Genetic basis: Genetic association of GBC has become clear from various reports. Initially, the use of PCR based Loss of Heterozygosity (LOH) method could identify the loci, which harbor susceptibility genetic markers. Some of the earlier studies using PCR based allelotyping method detected more than 10 LOH-loci in GBC from Chile [15-16]. Restriction Fragment Length Polymorphism-PCR (RFLP-PCR) or gene sequencing is one of the most conventional methods used for identification of genetic variants [17-18]. Genomewide allelotyping identified 21 hot spot loci, including RNF4, SH3BP2, AF6q21, CD24, p73, DUTT1, FHIT, RAR-β, BLIMP1, CCNC, SMOH, PDGFR b-like, N33, FEZ1, p16Ink4/CDKN2, p15INK4b/CDKN2, NBCCS, DEC1, TSC1, CACNB2, MEN-1, TP53, STK11/LKB1 and NF2, distributed on 16 different chromosomes in GBC [19]. In a genome wide study in Japanese population, a genetic variant of Deleted in Colon Cancer (DCC) was found linked with Gallbladder Cancer [20]. Earlier studies claimed mutations to be responsible for their loss of expression of K-RAS [21], TP53 [22] and CDKN2A [15] in GBC, although later other mechanisms were also suggested.
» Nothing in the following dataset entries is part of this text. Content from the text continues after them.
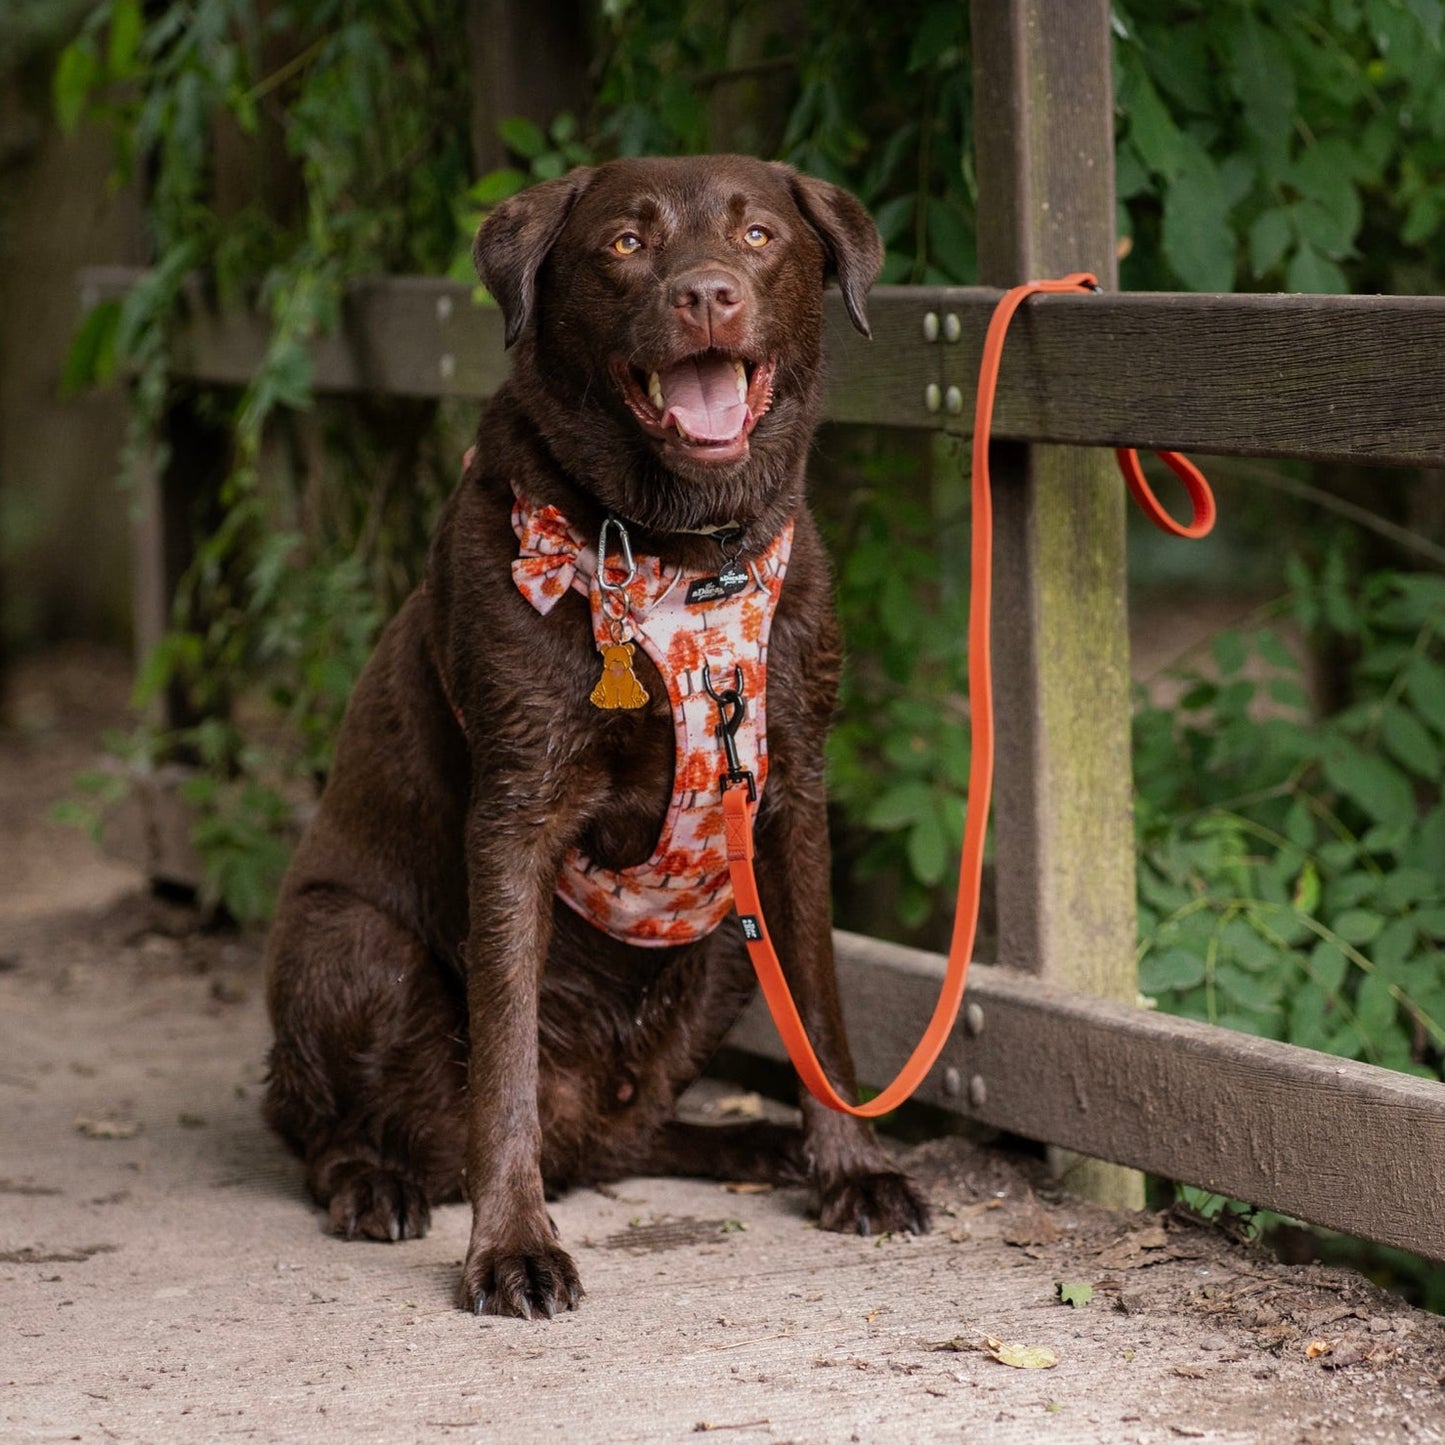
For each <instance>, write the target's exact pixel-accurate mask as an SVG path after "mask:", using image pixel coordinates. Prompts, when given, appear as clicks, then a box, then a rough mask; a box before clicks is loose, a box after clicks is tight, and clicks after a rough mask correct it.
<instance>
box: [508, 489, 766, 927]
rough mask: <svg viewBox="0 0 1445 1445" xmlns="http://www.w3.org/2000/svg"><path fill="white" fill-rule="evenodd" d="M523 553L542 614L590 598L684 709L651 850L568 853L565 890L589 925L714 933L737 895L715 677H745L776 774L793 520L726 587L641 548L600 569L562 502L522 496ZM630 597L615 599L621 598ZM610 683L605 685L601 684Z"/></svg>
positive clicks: (764, 757)
mask: <svg viewBox="0 0 1445 1445" xmlns="http://www.w3.org/2000/svg"><path fill="white" fill-rule="evenodd" d="M512 525H513V530H514V532H516V535H517V539H519V556H517V558H516V561H514V562H513V564H512V571H513V579H514V581H516V585H517V588H519V590H520V591H522V594H523V595H525V597H526V598H527V601H530V603H532V605H533V607H535V608H536V610H538V611H539V613H542V614H543V616H545V614H548V613H551V611H552V608H553V607H555V605H556V603H558V601H559V600H561V598H562V597H565V595H566V594H568V591H577V592H581V594H584V595H585V597H587V598H588V601H590V605H591V618H592V633H594V639H595V640H597V643H598V646H600V647H603V646H613V647H616V646H620V644H629V646H630V644H637V646H640V647H642V649H643V652H646V653H647V656H649V657H650V659H652V660H653V663H655V665H656V668H657V672H659V673H660V675H662V679H663V682H665V685H666V689H668V704H669V708H670V712H672V721H673V737H675V747H673V785H672V798H670V801H669V805H668V812H666V816H665V819H663V825H662V831H660V834H659V838H657V842H656V845H655V848H653V851H652V854H650V857H649V858H647V860H646V861H644V863H640V864H637V866H636V867H630V868H604V867H601V866H600V864H597V863H595V861H594V860H591V858H590V857H587V854H585V853H582V851H581V850H572V853H571V854H569V855H568V858H566V861H565V864H564V867H562V873H561V877H559V879H558V896H559V897H561V899H562V900H564V902H565V903H566V905H568V906H569V907H571V909H574V910H575V912H577V913H581V915H582V918H585V919H587V920H588V922H590V923H592V925H594V926H597V928H600V929H603V931H604V932H607V933H611V935H613V936H614V938H618V939H623V941H624V942H629V944H634V945H640V946H656V948H662V946H669V945H675V944H689V942H695V941H696V939H699V938H705V936H707V935H708V933H711V932H712V931H714V929H715V928H717V926H718V925H720V923H721V922H722V919H725V918H727V915H728V912H730V910H731V907H733V889H731V884H730V879H728V870H727V855H725V850H724V848H722V847H720V844H721V834H722V832H724V821H722V818H721V815H720V811H718V806H717V793H715V789H717V730H715V714H714V698H715V694H709V691H708V686H709V682H708V679H709V675H711V676H715V678H733V676H738V678H740V681H741V683H743V689H744V691H746V695H747V699H749V707H747V709H746V715H740V717H738V725H737V727H736V730H734V734H733V738H731V741H733V744H734V747H736V749H737V750H738V753H740V754H741V757H743V759H744V766H746V767H747V770H749V772H750V773H751V775H753V776H754V777H756V788H757V790H762V788H763V783H764V780H766V776H767V737H766V696H767V639H769V633H770V630H772V621H773V611H775V608H776V605H777V598H779V595H780V592H782V587H783V578H785V575H786V572H788V559H789V555H790V551H792V539H793V527H792V523H789V525H788V526H786V527H785V529H783V532H780V533H779V536H777V538H775V539H773V542H772V543H770V545H769V546H767V548H766V549H764V551H763V552H762V553H760V555H757V556H756V558H751V559H750V561H749V562H747V564H744V565H743V568H741V571H743V572H746V578H744V581H743V584H741V585H738V587H737V588H736V590H731V591H727V595H718V591H717V590H709V588H695V587H694V584H696V582H698V578H694V577H688V575H683V574H682V572H681V571H679V569H676V568H673V566H665V565H663V564H662V562H660V561H659V559H657V558H655V556H643V555H639V556H637V558H636V559H633V565H631V568H630V571H631V577H630V578H627V579H626V581H623V579H621V574H620V572H618V574H617V575H616V577H614V574H613V569H611V561H610V559H608V572H607V582H608V585H607V588H605V591H604V588H603V587H601V582H600V579H598V562H597V549H595V548H594V546H590V545H588V543H587V540H585V539H584V538H582V536H581V535H579V533H578V530H577V529H575V527H574V526H572V525H571V523H569V522H568V519H566V517H565V516H564V514H562V513H561V512H559V510H558V509H556V507H533V506H532V504H530V503H527V501H525V500H522V499H520V497H519V499H517V503H516V506H514V509H513V514H512ZM620 595H621V597H623V598H624V603H626V605H621V607H620V605H618V597H620ZM600 686H603V685H601V683H600Z"/></svg>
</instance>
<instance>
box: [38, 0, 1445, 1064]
mask: <svg viewBox="0 0 1445 1445" xmlns="http://www.w3.org/2000/svg"><path fill="white" fill-rule="evenodd" d="M1442 20H1445V7H1442V3H1441V0H1292V3H1289V4H1273V3H1261V0H1218V3H1186V0H1130V3H1120V4H1116V7H1114V12H1113V25H1114V64H1116V97H1117V179H1118V231H1120V236H1121V280H1123V285H1124V286H1126V288H1130V289H1196V290H1231V289H1250V288H1259V289H1269V290H1274V289H1287V290H1316V292H1318V290H1324V292H1342V290H1361V292H1367V290H1390V292H1420V293H1423V292H1439V290H1441V289H1442V279H1445V53H1442ZM464 22H465V6H464V3H462V0H316V3H309V4H299V3H298V4H288V3H263V0H175V3H171V4H166V6H152V7H143V6H142V4H140V0H103V3H100V4H97V6H95V9H94V12H92V13H91V16H90V19H88V22H87V23H85V26H84V29H82V32H81V35H79V36H78V38H77V39H75V42H74V43H72V45H71V46H69V48H68V49H66V51H65V52H64V55H62V56H61V62H59V66H58V69H56V74H55V101H56V110H58V114H59V117H61V120H62V121H64V123H65V124H77V123H78V121H79V120H81V118H82V117H87V116H90V117H100V118H101V120H104V121H105V123H107V124H108V126H110V129H111V133H113V136H114V137H116V146H117V166H118V172H120V175H121V176H123V178H143V179H144V182H146V192H147V197H149V210H147V215H149V223H150V228H152V237H153V246H155V267H153V272H152V276H150V279H149V280H147V282H146V283H144V285H143V286H142V288H139V289H137V290H136V292H134V293H133V295H131V296H130V298H129V299H127V301H126V302H124V303H123V305H118V306H107V308H100V309H98V311H95V312H92V315H91V316H90V319H88V321H87V324H85V327H84V329H82V331H81V334H79V337H78V340H77V345H75V351H74V355H72V370H71V380H72V383H74V384H84V383H88V381H91V380H97V379H100V380H104V379H107V377H111V376H114V374H116V371H117V370H118V368H120V367H124V368H126V370H127V373H130V374H133V376H134V377H137V386H136V396H137V413H136V425H137V436H139V435H142V434H149V432H152V431H153V429H155V428H156V425H158V423H159V420H160V418H162V416H163V412H165V409H166V406H168V405H169V403H171V399H172V394H171V392H169V383H168V379H166V344H168V327H169V324H171V321H172V318H173V316H175V315H176V312H178V311H181V309H184V308H185V306H186V305H189V303H192V301H191V298H192V296H194V293H192V292H191V290H188V286H192V285H195V280H194V277H197V276H199V277H201V280H199V285H201V288H202V290H204V292H205V293H210V295H214V298H217V299H218V301H220V302H221V303H223V305H227V306H236V305H253V306H259V308H262V311H263V312H264V314H266V315H267V316H269V318H270V325H272V335H270V345H269V351H267V355H266V361H264V366H263V367H262V368H260V371H259V373H257V376H256V379H254V380H253V381H251V384H250V386H249V387H246V389H244V392H241V393H238V394H236V396H230V397H217V399H214V400H212V403H211V405H212V406H214V407H215V409H217V420H218V422H220V425H223V426H224V428H225V429H227V431H228V434H230V436H231V439H233V465H231V473H230V477H228V481H227V484H225V490H224V494H223V499H221V503H223V506H221V510H220V514H218V516H217V517H215V519H212V523H211V525H210V526H208V527H207V529H205V530H204V535H202V540H201V548H199V556H198V561H197V565H195V568H194V569H192V572H191V575H189V578H188V581H186V587H185V588H184V591H182V595H181V598H179V601H178V607H176V616H175V630H173V633H172V636H171V639H169V640H168V643H166V644H165V646H163V647H162V649H160V652H159V653H158V656H156V657H155V659H153V665H152V668H150V669H149V670H147V675H146V678H144V679H143V688H142V691H143V694H156V692H159V691H160V689H165V688H179V689H182V691H184V692H185V694H186V695H188V696H189V699H191V704H192V707H194V709H195V714H197V715H198V717H199V720H201V721H199V722H198V724H197V725H195V727H192V728H189V730H186V731H185V733H184V734H182V736H179V737H165V738H155V737H152V738H147V740H146V741H144V744H143V746H144V749H147V750H149V751H153V753H155V751H165V750H168V749H169V750H175V749H182V750H185V751H186V753H189V756H192V757H195V759H198V760H199V762H201V763H202V764H204V767H202V772H201V775H199V777H198V782H197V783H195V801H197V802H198V803H199V805H201V808H202V812H204V819H205V821H204V824H202V834H201V837H199V838H198V842H199V844H201V845H202V850H204V853H205V855H207V858H208V860H210V863H211V873H212V883H214V892H215V896H217V897H218V899H220V900H223V902H224V903H227V905H228V906H230V907H231V910H233V912H234V913H237V915H238V916H243V918H256V916H262V915H263V913H264V912H266V907H267V899H269V896H270V890H272V887H273V886H275V881H276V876H277V873H279V868H280V867H282V864H283V860H285V848H283V847H279V845H276V844H275V842H266V844H263V842H262V840H275V837H276V831H277V825H279V822H280V821H282V819H283V818H285V816H286V815H288V809H286V808H285V806H282V802H283V801H285V799H289V798H295V796H299V795H302V793H305V792H308V790H309V789H311V786H312V785H314V782H315V780H316V779H319V777H321V776H324V773H325V767H327V762H328V746H329V738H331V737H332V736H334V730H335V724H337V720H338V717H340V711H341V708H342V705H344V701H345V696H347V694H348V691H350V686H351V682H353V679H354V676H355V673H357V670H358V668H360V665H361V663H363V660H364V657H366V655H367V652H368V647H370V644H371V642H373V639H374V634H376V630H377V629H379V626H380V623H381V620H383V618H384V617H386V616H387V614H389V613H390V610H392V608H393V607H394V605H396V601H397V598H399V597H400V595H402V594H403V592H405V588H406V585H407V579H409V578H410V577H415V574H416V569H418V564H419V559H420V556H422V548H423V543H425V536H426V533H428V529H429V526H431V517H432V514H434V512H435V507H436V504H438V503H439V499H441V497H442V496H444V494H445V491H447V488H448V486H449V481H451V477H452V473H454V467H455V457H457V454H458V452H460V445H461V444H460V442H458V441H457V431H455V428H452V429H448V418H447V415H445V412H444V410H441V409H438V407H435V406H419V405H405V406H403V405H402V403H381V402H376V400H371V402H358V403H354V405H347V406H345V407H342V406H341V403H335V402H331V403H319V402H318V400H316V399H315V397H314V396H312V393H311V370H309V363H308V355H306V345H308V342H309V341H311V340H312V338H314V337H315V335H318V334H321V332H324V331H329V329H331V328H334V327H335V325H337V321H338V315H340V305H341V296H342V290H344V288H345V285H347V282H348V280H350V279H351V277H355V276H360V275H367V273H374V272H422V273H448V272H449V273H452V275H457V276H465V277H468V279H470V276H471V272H470V263H468V260H467V246H468V243H470V237H471V233H473V230H474V227H475V224H477V221H478V218H480V215H483V214H484V212H486V210H487V208H488V207H490V205H494V204H496V202H497V201H499V199H500V198H503V197H506V195H509V194H512V192H513V191H516V189H517V188H520V186H522V185H525V184H527V182H529V181H532V179H539V178H545V176H551V175H558V173H561V172H562V171H564V169H566V168H568V166H571V165H575V163H581V162H588V160H594V159H600V158H605V156H610V155H618V153H624V155H631V153H646V152H653V153H656V152H663V153H666V152H691V150H705V149H728V147H736V149H747V150H753V152H757V153H762V155H769V156H776V158H780V159H786V160H790V162H792V163H795V165H798V166H799V168H802V169H805V171H808V172H812V173H815V175H821V176H827V178H831V179H834V181H838V182H841V184H844V185H848V186H850V188H853V189H854V191H855V192H857V194H858V195H860V197H861V198H863V199H864V201H866V202H867V204H868V207H870V208H871V211H873V214H874V215H876V218H877V221H879V225H880V230H881V231H883V234H884V238H886V241H887V247H889V259H887V269H886V272H884V279H886V280H893V282H926V283H970V282H971V280H972V279H974V273H975V263H974V223H975V202H977V194H975V186H974V182H972V173H971V162H970V146H971V137H970V131H971V78H970V45H968V35H967V10H965V6H962V4H961V3H958V0H938V3H928V0H903V3H900V4H894V6H886V7H884V6H876V4H864V3H842V4H838V3H822V0H793V3H789V4H782V6H779V4H762V3H754V0H741V3H736V4H730V6H715V4H711V6H708V4H701V3H685V4H681V6H679V4H663V3H660V0H605V3H603V4H601V6H600V9H598V10H597V12H595V13H594V26H595V35H594V39H595V53H597V61H595V65H594V72H592V75H594V85H592V91H591V94H590V95H585V97H578V104H577V107H575V108H574V110H572V111H569V113H566V114H562V116H558V117H551V118H545V117H543V120H545V121H546V123H545V124H539V123H538V120H536V118H533V120H527V118H522V117H516V118H509V120H506V121H504V123H503V127H501V139H503V140H504V142H506V146H507V147H509V153H510V163H509V165H506V166H504V168H501V169H499V171H491V172H488V173H487V175H481V176H477V175H474V173H473V169H471V162H470V155H468V147H467V144H465V139H464V127H462V124H461V123H460V121H458V117H464V116H467V114H468V113H470V105H471V94H470V74H468V65H467V62H468V52H467V48H465V45H464V43H462V36H464V33H465V32H464ZM223 153H225V155H230V156H231V163H230V173H231V178H233V179H231V182H230V184H228V185H221V184H220V182H221V181H223V179H224V176H225V173H227V171H225V168H224V166H223V165H220V163H218V156H220V155H223ZM237 155H240V156H241V158H243V159H241V165H240V173H241V176H243V184H240V185H237V184H236V181H234V175H236V171H237V166H236V156H237ZM267 448H270V451H269V452H267ZM825 451H828V452H829V454H828V455H825V458H824V461H825V465H827V467H829V468H831V470H832V473H834V475H832V483H834V484H832V487H831V491H834V493H841V494H842V496H844V499H845V500H844V501H842V503H841V504H835V506H831V507H829V509H828V523H829V526H831V529H832V533H834V536H835V540H837V542H838V556H840V607H841V611H842V616H844V624H845V629H847V636H848V639H850V644H851V652H853V657H854V662H853V666H851V668H850V673H848V679H847V683H845V695H844V708H842V715H841V720H840V725H838V730H837V734H835V738H834V744H832V757H831V762H832V795H834V799H835V805H837V812H838V821H840V829H841V834H842V835H844V838H845V840H847V841H845V845H844V847H842V848H841V850H840V851H841V854H842V855H844V858H845V866H847V867H848V868H851V873H850V879H858V877H864V876H870V874H871V876H874V877H884V879H886V880H887V881H889V886H890V889H892V894H890V896H892V897H893V900H894V905H896V912H897V918H899V919H900V923H902V926H903V931H905V932H907V931H910V929H913V931H916V929H926V928H928V926H929V925H931V922H933V923H935V926H936V919H938V918H939V916H941V913H942V912H946V907H948V892H949V890H948V876H949V873H951V867H952V858H954V853H955V850H957V844H958V838H959V835H961V821H962V808H964V785H965V777H967V756H968V754H967V730H965V725H964V722H965V709H964V704H962V695H964V657H962V656H961V650H959V646H958V639H959V637H961V636H962V626H961V613H962V605H964V603H962V597H961V588H959V585H958V579H957V577H954V575H952V574H951V569H949V566H948V559H949V556H951V555H952V553H954V552H957V540H958V538H959V536H961V533H959V532H958V530H957V529H958V527H959V526H965V525H967V514H965V513H964V512H962V510H961V509H962V503H961V500H959V499H958V496H957V491H954V490H951V481H949V478H957V471H958V464H959V460H958V458H955V457H952V455H949V454H946V452H938V451H933V452H929V451H923V452H920V451H918V448H916V445H909V444H900V442H897V441H896V439H894V441H892V442H890V441H887V439H877V438H874V439H871V441H867V439H864V441H857V439H854V441H853V442H850V444H847V445H844V444H838V445H837V447H831V448H825ZM844 452H847V455H842V454H844ZM263 455H264V457H266V460H267V465H266V467H263V465H262V458H263ZM1302 474H1303V473H1302V470H1295V471H1293V473H1290V474H1289V475H1292V477H1295V478H1296V481H1298V478H1299V477H1302ZM1286 480H1287V478H1286ZM1328 480H1329V483H1331V486H1332V487H1335V488H1337V490H1338V486H1344V487H1345V488H1347V490H1348V486H1350V478H1348V477H1340V475H1332V477H1331V478H1328ZM1376 490H1377V493H1379V491H1380V490H1383V488H1376ZM1371 509H1374V510H1377V512H1379V513H1380V516H1379V517H1376V516H1371V514H1370V512H1366V513H1363V514H1361V513H1360V512H1358V510H1357V513H1355V516H1357V519H1360V520H1363V523H1364V529H1363V530H1361V529H1360V527H1357V526H1351V527H1342V526H1341V525H1340V523H1338V522H1337V520H1335V519H1334V517H1332V514H1328V513H1322V512H1308V510H1301V509H1293V510H1292V509H1290V507H1289V506H1286V504H1285V503H1279V504H1277V506H1276V507H1274V510H1273V512H1272V513H1270V514H1269V519H1267V529H1269V539H1267V542H1266V543H1264V545H1263V546H1264V548H1266V549H1269V552H1270V553H1272V555H1273V556H1274V558H1277V555H1279V549H1280V545H1282V542H1280V536H1282V535H1283V538H1285V542H1283V545H1285V546H1286V548H1289V549H1290V552H1292V553H1293V559H1292V562H1290V565H1289V574H1287V578H1286V581H1285V584H1283V585H1282V587H1279V588H1277V594H1279V595H1277V601H1276V603H1273V604H1272V605H1270V607H1267V608H1266V613H1267V616H1263V617H1260V618H1254V620H1251V623H1250V624H1248V626H1246V627H1241V629H1234V630H1230V631H1225V633H1222V634H1221V636H1220V637H1217V639H1215V642H1214V647H1212V656H1211V657H1209V659H1208V660H1207V662H1205V663H1204V665H1201V666H1196V668H1191V669H1185V673H1183V676H1182V679H1179V681H1178V682H1176V683H1175V691H1176V694H1179V695H1178V698H1170V699H1169V705H1168V707H1166V705H1163V702H1162V701H1160V696H1159V692H1157V689H1155V691H1152V694H1150V695H1144V694H1142V695H1140V699H1139V711H1137V718H1136V776H1137V790H1139V806H1137V818H1139V845H1140V871H1139V876H1140V972H1142V984H1143V987H1144V990H1146V993H1149V994H1150V996H1153V997H1155V998H1157V1001H1159V1004H1160V1006H1163V1007H1168V1009H1173V1010H1179V1012H1182V1013H1189V1014H1196V1016H1199V1017H1208V1019H1212V1020H1215V1022H1220V1023H1225V1025H1230V1026H1233V1027H1241V1029H1248V1030H1253V1032H1257V1033H1266V1035H1270V1036H1274V1038H1286V1039H1292V1040H1295V1042H1299V1043H1306V1045H1311V1046H1314V1048H1324V1049H1331V1051H1334V1052H1338V1053H1344V1055H1348V1056H1354V1058H1366V1059H1371V1061H1374V1062H1380V1064H1386V1065H1390V1066H1393V1068H1402V1069H1410V1071H1413V1072H1418V1074H1432V1075H1439V1072H1441V1065H1442V1058H1445V955H1442V951H1441V939H1442V938H1445V805H1442V799H1441V786H1439V779H1441V762H1442V753H1445V655H1442V653H1445V643H1442V634H1445V581H1442V579H1441V575H1439V571H1441V561H1442V558H1445V553H1442V552H1441V549H1439V546H1438V545H1433V543H1431V542H1429V539H1426V538H1419V536H1416V538H1412V536H1410V535H1409V526H1407V525H1406V527H1405V529H1403V530H1402V526H1400V522H1402V520H1406V523H1407V519H1402V516H1400V514H1399V509H1393V507H1392V504H1389V503H1381V501H1379V500H1374V501H1371ZM1392 523H1393V526H1392ZM1383 535H1389V538H1390V539H1392V540H1390V542H1389V545H1386V543H1384V542H1381V540H1380V538H1381V536H1383ZM1402 539H1403V551H1402ZM1231 546H1233V548H1235V549H1237V553H1238V555H1240V556H1246V558H1247V555H1248V542H1247V540H1246V539H1241V538H1238V536H1235V538H1234V539H1233V540H1231ZM1422 558H1423V559H1425V561H1423V564H1422ZM1381 562H1389V564H1390V565H1389V568H1386V569H1381V568H1380V564H1381ZM1422 566H1423V569H1420V568H1422ZM1410 568H1415V571H1412V569H1410ZM1285 623H1287V624H1289V629H1287V636H1289V637H1290V639H1293V640H1292V642H1289V643H1286V640H1285V631H1282V630H1280V624H1285ZM1321 660H1322V665H1324V669H1325V672H1327V675H1328V676H1327V683H1328V685H1327V686H1325V688H1324V691H1322V694H1321V692H1312V691H1311V689H1309V688H1306V685H1305V682H1306V676H1305V672H1302V663H1312V665H1315V666H1314V670H1315V672H1318V670H1319V665H1321ZM1321 696H1322V698H1324V701H1321ZM257 699H260V704H259V702H257ZM262 704H264V705H262Z"/></svg>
Hundreds of genes are expressed or regulated as genetic variants in GBC. Srivastava et al., (2011), in a meta-analysis, showed possible risk and association of various genetic variants with GBC [18]. Significant association of Prostate Stem Cell Antigen (PSCA) gene variants with GBC is reported in female patients in North Indian population [23]. In the same population group, increased risk of GBC was also found associated where genetic variants of Matrix Metalloproteinase (MMP- 2, 7, 9), tissue inhibitor of metalloproteinase (TIMP-2) [24], CYP1A1 and CYP1B1 [25] were pre-dominant. The ApoB-100 X+X+ genotype is also suggested to be associated with reduced risk of GBC [26]. Micro Satellite Instability (MSI), a common genetic mechanism of change in tandem repeats, is commonly observed in several genes, like TGFβR-II [27], BAT25, BAT26, D2S123 and D17S250 [28] in GBC. Loss of heterozygosity is one such mechanism suggested to play a key role in GBC [15,19,29] (Table 1).